Dans le cadre d’une nouvelle étude, son équipe a démontré à l’aide de microscopes cryoélectroniques que le complexe protéique de dynéine ne se présentait pas de la même manière avant et après avoir clivé l’ATP. Les acides aminés dont il est composé se réarrangent au niveau moléculaire. «Nous supposons qu’il s’agit de la force motrice qui se trouve là-derrière», dit Takashi Ishikawa. Mais, ce faisant, son équipe n’a considéré qu’une petite partie de l’appareil ciliaire. «Nous devons encore en étudier beaucoup d’autres parties pour identifier les interactions et caractériser l’ensemble du mécanisme», relève encore le chercheur. Les modifications de structure de la dynéine le long du cil se distinguent et s’influencent sans doute mutuellement, en suivant un certain mécanisme, et finissent par induire le mouvement.

Troubles des cils
En raison de certains défauts génétiques, il arrive que les microtubules des cils ne soient pas occupés en continu par des protéines motrices, appelées «dynéines» (en rouge), comme c’est normalement le cas. De telles lacunes – comme on le voit au niveau des cils, à droite – provoquent la dyskinésie ciliaire primaire: une maladie multiple qui affecte notamment les voies respiratoires et dans laquelle le mouvement des cils est restreint. Si elle est détectée précocement, sa progression peut être ralentie. © Institut Paul Scherrer/Monika Blétry

Cela durera des années avant que le tableau ne soit complet. Mais les études d’aujourd’hui ont déjà une utilité concrète: les chercheurs et chercheuses du PSI coopèrent avec l’Hôpital de l’Ile de l’Université de Berne, qui leur fournit des échantillons de tissus prélevés sur des patients atteints de DCP. Les prises de vues à ultra-haute résolution de leurs cils montrent qu’il existe souvent de grosses lacunes au niveau de l’équipement en dynéine des filaments et, chez certains, la dynéine est même complètement absente. Or, dans le cas de la DCP, plusieurs années s’écoulent entre les premiers symptômes et le moment où l’on consulte son médecin pour des problèmes respiratoires aigus et où un diagnostic est posé. Soit un temps précieux, avant que l’on ne puisse intervenir. «Cette période pourrait être considérablement réduite si l’on procédait au contrôle visuel de routine des cils», affirme Takashi Ishikawa.
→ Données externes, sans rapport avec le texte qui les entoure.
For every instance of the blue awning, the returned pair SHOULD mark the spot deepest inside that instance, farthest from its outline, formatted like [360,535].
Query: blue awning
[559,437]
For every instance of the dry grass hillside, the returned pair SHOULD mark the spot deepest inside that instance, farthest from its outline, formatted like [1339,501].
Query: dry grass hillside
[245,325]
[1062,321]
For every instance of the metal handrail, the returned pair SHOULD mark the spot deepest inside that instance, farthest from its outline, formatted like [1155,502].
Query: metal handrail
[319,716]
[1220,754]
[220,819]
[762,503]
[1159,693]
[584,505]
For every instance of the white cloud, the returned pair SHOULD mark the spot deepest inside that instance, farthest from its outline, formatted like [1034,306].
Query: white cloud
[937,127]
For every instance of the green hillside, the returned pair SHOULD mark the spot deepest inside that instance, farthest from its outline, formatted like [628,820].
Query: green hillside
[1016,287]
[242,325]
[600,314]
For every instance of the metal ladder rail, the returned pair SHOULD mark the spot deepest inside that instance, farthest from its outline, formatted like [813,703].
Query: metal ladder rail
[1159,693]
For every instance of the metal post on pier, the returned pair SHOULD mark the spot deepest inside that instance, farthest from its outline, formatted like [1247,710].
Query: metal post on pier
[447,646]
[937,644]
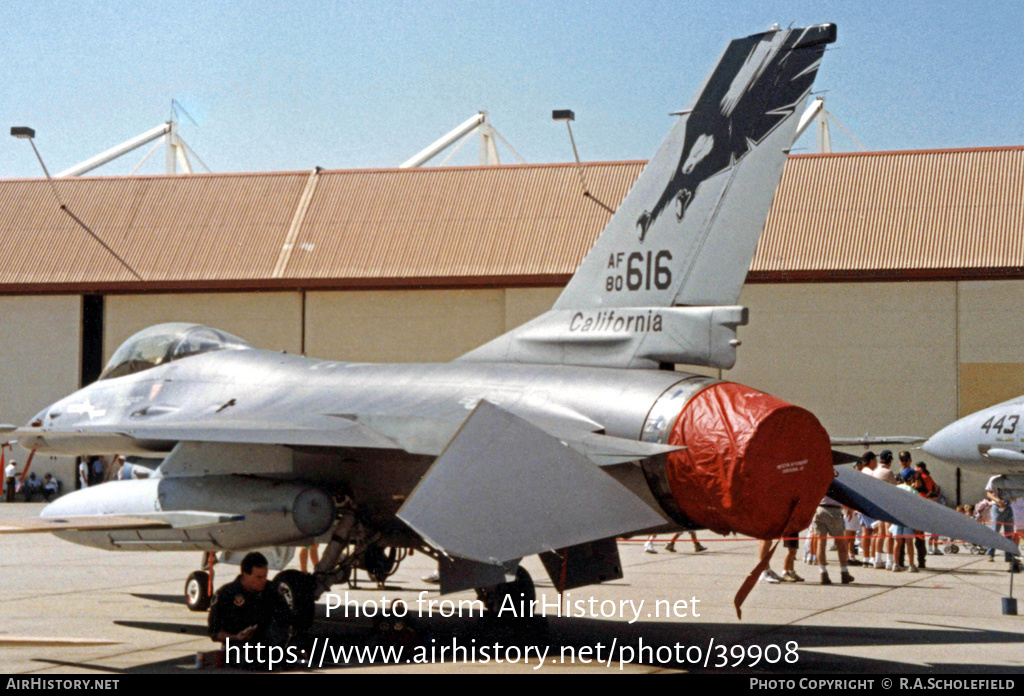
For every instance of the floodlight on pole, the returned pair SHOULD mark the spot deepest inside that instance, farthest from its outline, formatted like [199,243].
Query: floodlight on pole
[566,116]
[26,133]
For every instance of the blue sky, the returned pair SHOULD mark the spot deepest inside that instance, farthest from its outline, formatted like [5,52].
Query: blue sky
[289,86]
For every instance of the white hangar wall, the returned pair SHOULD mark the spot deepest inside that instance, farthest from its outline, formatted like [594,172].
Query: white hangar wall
[40,352]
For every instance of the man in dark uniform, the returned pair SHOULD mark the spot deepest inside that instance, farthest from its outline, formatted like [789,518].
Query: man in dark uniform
[250,609]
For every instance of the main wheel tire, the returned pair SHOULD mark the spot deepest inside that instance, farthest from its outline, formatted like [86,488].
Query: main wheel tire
[198,591]
[298,589]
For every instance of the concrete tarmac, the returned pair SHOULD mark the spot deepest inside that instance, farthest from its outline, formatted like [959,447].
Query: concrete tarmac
[70,609]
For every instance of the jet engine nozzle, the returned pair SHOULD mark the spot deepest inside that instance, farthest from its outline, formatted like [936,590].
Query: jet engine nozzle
[753,464]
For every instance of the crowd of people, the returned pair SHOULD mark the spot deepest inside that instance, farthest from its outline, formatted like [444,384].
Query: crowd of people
[884,546]
[91,471]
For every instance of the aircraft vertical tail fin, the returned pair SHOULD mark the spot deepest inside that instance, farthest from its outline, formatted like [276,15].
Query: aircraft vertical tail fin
[684,236]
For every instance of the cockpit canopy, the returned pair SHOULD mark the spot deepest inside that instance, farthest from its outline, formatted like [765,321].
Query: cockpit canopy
[167,342]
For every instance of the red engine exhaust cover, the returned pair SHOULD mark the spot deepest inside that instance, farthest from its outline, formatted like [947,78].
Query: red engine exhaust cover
[754,464]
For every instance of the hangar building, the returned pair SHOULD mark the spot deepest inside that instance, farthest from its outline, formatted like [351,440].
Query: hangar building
[885,294]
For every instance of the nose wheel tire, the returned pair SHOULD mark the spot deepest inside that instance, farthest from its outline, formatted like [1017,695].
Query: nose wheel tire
[198,591]
[298,591]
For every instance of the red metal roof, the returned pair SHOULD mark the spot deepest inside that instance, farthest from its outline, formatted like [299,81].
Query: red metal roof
[931,213]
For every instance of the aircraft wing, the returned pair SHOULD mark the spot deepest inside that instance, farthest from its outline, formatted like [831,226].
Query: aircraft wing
[869,440]
[504,489]
[32,525]
[417,435]
[885,502]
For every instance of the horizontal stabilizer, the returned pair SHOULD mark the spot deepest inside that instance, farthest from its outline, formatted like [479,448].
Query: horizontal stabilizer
[888,503]
[504,489]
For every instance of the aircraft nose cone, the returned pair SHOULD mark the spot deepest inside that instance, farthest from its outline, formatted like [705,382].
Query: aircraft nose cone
[950,443]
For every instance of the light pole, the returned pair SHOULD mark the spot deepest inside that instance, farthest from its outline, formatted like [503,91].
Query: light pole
[567,116]
[26,133]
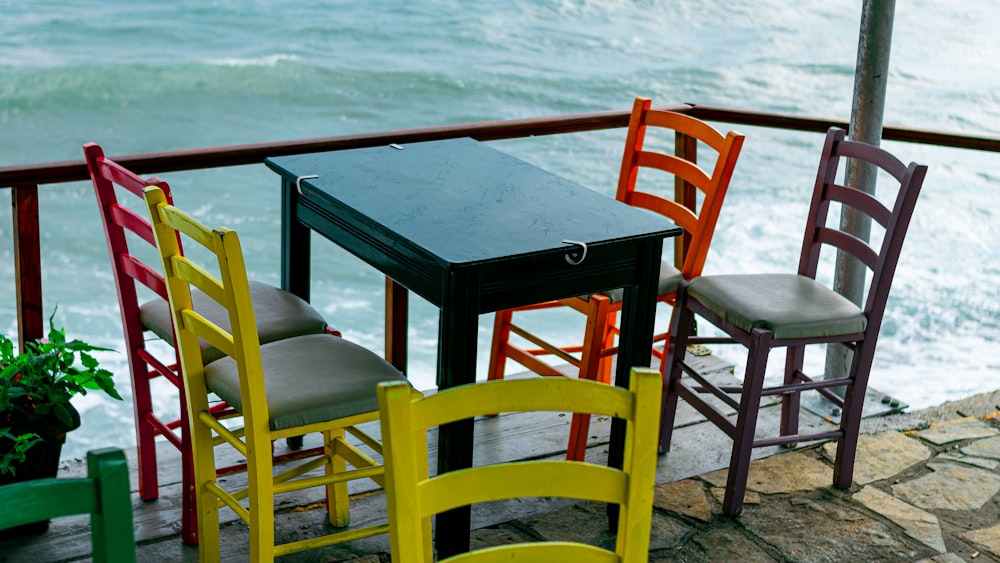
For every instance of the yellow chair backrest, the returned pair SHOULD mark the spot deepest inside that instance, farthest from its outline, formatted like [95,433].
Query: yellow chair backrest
[413,497]
[232,292]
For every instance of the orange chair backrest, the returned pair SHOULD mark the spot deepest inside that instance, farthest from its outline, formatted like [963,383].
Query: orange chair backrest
[698,226]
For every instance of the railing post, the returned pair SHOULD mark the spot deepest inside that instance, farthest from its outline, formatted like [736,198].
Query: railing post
[27,263]
[684,193]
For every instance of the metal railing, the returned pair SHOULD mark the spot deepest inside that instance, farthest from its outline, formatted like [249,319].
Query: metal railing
[24,181]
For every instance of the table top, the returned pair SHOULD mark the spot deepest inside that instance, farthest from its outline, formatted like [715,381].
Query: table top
[462,202]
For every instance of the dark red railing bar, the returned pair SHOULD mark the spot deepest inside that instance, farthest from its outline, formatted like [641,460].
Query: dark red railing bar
[24,180]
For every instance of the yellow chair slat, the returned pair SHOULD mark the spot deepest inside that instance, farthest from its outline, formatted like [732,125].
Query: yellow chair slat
[413,497]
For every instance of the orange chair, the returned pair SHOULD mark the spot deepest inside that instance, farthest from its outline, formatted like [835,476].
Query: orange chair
[280,315]
[601,310]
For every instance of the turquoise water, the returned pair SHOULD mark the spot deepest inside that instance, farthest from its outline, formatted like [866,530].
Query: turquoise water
[142,76]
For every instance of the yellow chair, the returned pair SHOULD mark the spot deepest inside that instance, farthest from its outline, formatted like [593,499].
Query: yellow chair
[291,387]
[669,176]
[414,497]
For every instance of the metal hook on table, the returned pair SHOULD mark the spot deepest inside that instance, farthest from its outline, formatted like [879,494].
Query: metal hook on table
[298,181]
[577,255]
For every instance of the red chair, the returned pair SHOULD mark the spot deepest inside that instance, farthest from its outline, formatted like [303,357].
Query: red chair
[711,180]
[792,311]
[280,315]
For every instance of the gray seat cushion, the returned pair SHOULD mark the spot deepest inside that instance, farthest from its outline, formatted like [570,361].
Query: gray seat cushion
[670,279]
[279,315]
[791,306]
[309,379]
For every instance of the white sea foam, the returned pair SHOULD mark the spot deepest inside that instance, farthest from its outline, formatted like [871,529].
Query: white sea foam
[266,60]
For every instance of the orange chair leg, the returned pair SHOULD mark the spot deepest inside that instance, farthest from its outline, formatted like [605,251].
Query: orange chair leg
[498,353]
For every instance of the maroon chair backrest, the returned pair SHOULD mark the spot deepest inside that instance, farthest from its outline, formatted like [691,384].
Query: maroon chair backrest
[118,221]
[880,260]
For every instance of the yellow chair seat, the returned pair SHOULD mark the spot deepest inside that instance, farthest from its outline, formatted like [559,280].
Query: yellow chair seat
[297,392]
[279,314]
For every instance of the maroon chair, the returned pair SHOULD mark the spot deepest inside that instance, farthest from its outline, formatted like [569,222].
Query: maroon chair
[766,311]
[280,315]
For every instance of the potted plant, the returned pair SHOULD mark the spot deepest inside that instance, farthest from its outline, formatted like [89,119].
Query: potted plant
[35,409]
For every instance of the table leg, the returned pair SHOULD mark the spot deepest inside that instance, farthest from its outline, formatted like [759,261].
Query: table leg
[456,366]
[396,305]
[635,344]
[295,244]
[295,249]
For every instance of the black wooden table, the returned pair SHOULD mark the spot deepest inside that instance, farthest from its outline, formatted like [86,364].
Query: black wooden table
[472,230]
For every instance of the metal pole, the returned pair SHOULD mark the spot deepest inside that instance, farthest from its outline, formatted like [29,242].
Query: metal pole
[870,78]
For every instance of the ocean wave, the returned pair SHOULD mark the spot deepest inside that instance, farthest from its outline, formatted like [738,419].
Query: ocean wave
[266,60]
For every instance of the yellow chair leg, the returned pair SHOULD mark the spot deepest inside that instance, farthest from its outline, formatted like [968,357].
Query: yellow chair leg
[337,500]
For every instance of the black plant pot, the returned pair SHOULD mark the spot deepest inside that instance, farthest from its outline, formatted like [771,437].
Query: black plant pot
[41,461]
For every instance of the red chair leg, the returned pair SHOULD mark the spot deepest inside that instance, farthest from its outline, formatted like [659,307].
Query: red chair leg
[145,433]
[600,322]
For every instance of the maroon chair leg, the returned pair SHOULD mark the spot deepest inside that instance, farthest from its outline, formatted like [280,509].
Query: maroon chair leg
[680,328]
[746,422]
[850,421]
[790,404]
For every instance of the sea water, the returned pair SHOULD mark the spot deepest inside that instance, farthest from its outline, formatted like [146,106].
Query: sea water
[138,76]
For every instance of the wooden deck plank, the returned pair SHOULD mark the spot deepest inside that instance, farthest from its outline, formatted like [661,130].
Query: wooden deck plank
[697,448]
De nouveaux moyens pour des corrections ciblées

Comme ces exemples le montrent, les nouvelles méthodes d’imagerie des processus moléculaires qui se passent dans notre corps promettent de grands progrès. Et elles rendent humble: «Lorsqu’on voit à quel point tous ces processus sont reliés en filigrane, dynamiques et finement équilibrés, cela vous impose le respect en tant que chercheur, souligne Michel Steinmetz. Ce que la biologie nous révèle petit à petit reste, pour nous, très difficile à saisir dans toute sa complexité. C’est une vraie merveille. Toujours est-il que les nouvelles méthodes dont nous disposons ici, au PSI, permettent d’en comprendre davantage. Et, potentiellement, de procéder à des corrections plus ciblées, au cas où quelque chose au sein du système devrait mal tourner.»